Local structure and hydrogen bonding in liquid γ-butyrolactone and propylene carbonate: A molecular dynamics simulation

Abstract

In this work we report a new potential model for classical molecular dynamics (MD) simulation of two dipolar aprotic solvents – propylene carbonate (PC) and γ-butyrolactone (GBL). Parameters for intramolecular interactions as well as the partial atomic charges were derived from quantum chemical calculations, while the OPLS/AA force field Lennard-Jones intermolecular parameters were adjusted to reproduce the experimental thermodynamic and the transport properties of these solvents in the wide temperature range. The comparison of new potential models with existing models for PC and GBL is given.
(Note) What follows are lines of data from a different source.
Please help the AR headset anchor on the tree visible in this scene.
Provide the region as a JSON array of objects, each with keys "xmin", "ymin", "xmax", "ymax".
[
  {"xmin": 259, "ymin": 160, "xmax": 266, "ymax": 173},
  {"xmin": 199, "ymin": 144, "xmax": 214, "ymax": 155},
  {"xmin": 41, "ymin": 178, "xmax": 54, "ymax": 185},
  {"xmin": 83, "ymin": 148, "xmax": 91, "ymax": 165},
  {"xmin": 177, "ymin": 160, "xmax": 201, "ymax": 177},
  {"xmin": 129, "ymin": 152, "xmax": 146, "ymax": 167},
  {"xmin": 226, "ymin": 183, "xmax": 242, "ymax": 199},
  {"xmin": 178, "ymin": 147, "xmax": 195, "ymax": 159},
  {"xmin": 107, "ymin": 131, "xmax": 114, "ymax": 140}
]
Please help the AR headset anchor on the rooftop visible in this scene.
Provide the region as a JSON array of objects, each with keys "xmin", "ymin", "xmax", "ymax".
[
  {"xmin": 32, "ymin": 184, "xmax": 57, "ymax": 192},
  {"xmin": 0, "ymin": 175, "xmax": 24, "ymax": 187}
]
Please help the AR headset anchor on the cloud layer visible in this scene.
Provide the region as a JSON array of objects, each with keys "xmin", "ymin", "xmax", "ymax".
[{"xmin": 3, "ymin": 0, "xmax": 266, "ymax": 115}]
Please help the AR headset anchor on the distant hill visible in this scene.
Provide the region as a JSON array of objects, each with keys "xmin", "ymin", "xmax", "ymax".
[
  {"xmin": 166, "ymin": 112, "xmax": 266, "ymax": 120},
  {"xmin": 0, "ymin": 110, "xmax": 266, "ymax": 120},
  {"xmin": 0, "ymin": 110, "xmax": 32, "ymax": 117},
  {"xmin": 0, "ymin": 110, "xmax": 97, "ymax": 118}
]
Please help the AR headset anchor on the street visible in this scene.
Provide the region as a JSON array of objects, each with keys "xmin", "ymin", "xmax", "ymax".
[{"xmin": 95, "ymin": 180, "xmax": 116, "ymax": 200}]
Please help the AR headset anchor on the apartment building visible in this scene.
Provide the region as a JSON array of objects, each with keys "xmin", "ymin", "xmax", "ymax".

Using the proposed models, the local structure of these solvents was studied in detail, paying special attention to packing ability, dipole-dipole orientation and hydrogen-bonding (H-bonding) interactions. Based on the results of MD simulations and QTAIM analysis, it was shown that H-bonds involving carbonyl oxygen atoms in PC and GBL are rather weak, while no H-bonds are formed with ester oxygen atoms. According to the present results, the mutual molecular orientation in PC and GBL varies with the distance, being above/below plane-parallel configuration for closest neighbors, and in-plane T-shaped configurations for farther neighbors. The nearest neighbors approach coupled with angular distribution functions was applied for the estimation of the Kirkwood factor in the framework of the Onsager-Kirkwood-Fröhlich theory. Our results shows that in order to reproduce the corresponding experimental values the Kirkwood factor it is necessary to take in account the mutual orientation of ~8–9 neighboring molecules for GBL and ~5–6 molecules for PC.